Here’s a Twitter bot that just trolls brands all day

louis vuitton outlet 2012 | Flickr - Photo Sharing!

Never send a human to do an algorithm’s job.

Sure, we all have fun trolling brands online now and then—it’s how we voice our resentment of the economic realities that force social media networks to become advertising platforms. Deep down, though, nobody really wants to interact with these corporate entities, and the task of mocking them all is practically insurmountable. Unless you’re a bot, that is.

Enter @BrandLover7, an automated Twitter account that promises to get a few marketing teams (and maybe even some other bots) trapped in a meaningless echo chamber of consumer feedback. Utilizing a few stock phrases, it concocts believably nonsensical, hashtagged praise for the likes of Nike, Home Depot, Chrysler, and Forbes.

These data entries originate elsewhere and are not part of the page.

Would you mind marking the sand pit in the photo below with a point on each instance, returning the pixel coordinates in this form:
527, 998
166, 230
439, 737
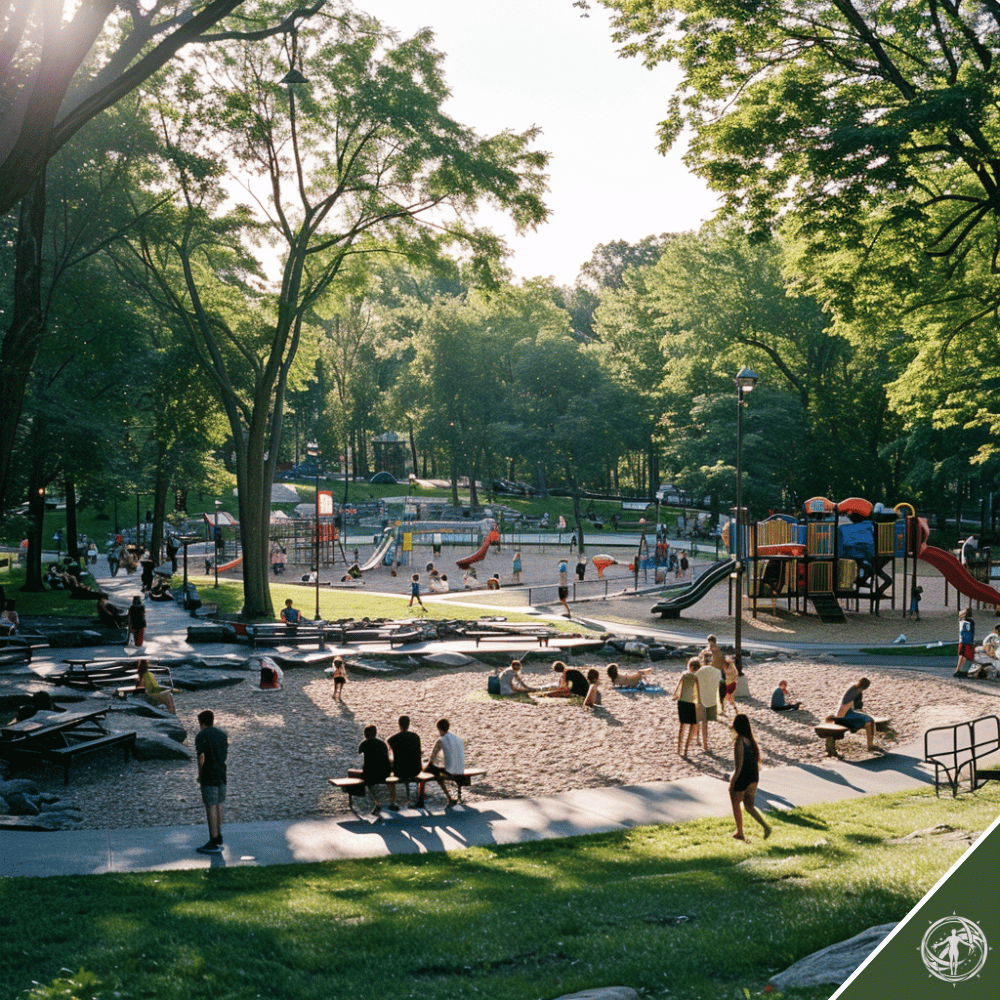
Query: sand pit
285, 745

The use of emoji, as well as lame slang and wholly unrelated photos, is especially on point. What else would you expect from “a normal teen/future marketer who LOVES #brands” and lives to “shout out the coolest, most #innovative brands on Twitter and around the Web”? (You’ll have to hit the links to see the beautiful emoji in their original forms; the embed code knocks ’em into squares.)

The best part? That would be when a brand replies in earnest.

Oh, Samsung. You never were all that good at the Internetwere you.

Photo by foeoc kannilc/Flickr (CC BY 2.0)

This 17th-century guide to trolling is totally real
Robert Nobbes’s book The Compleat Troller was published in London in 1682.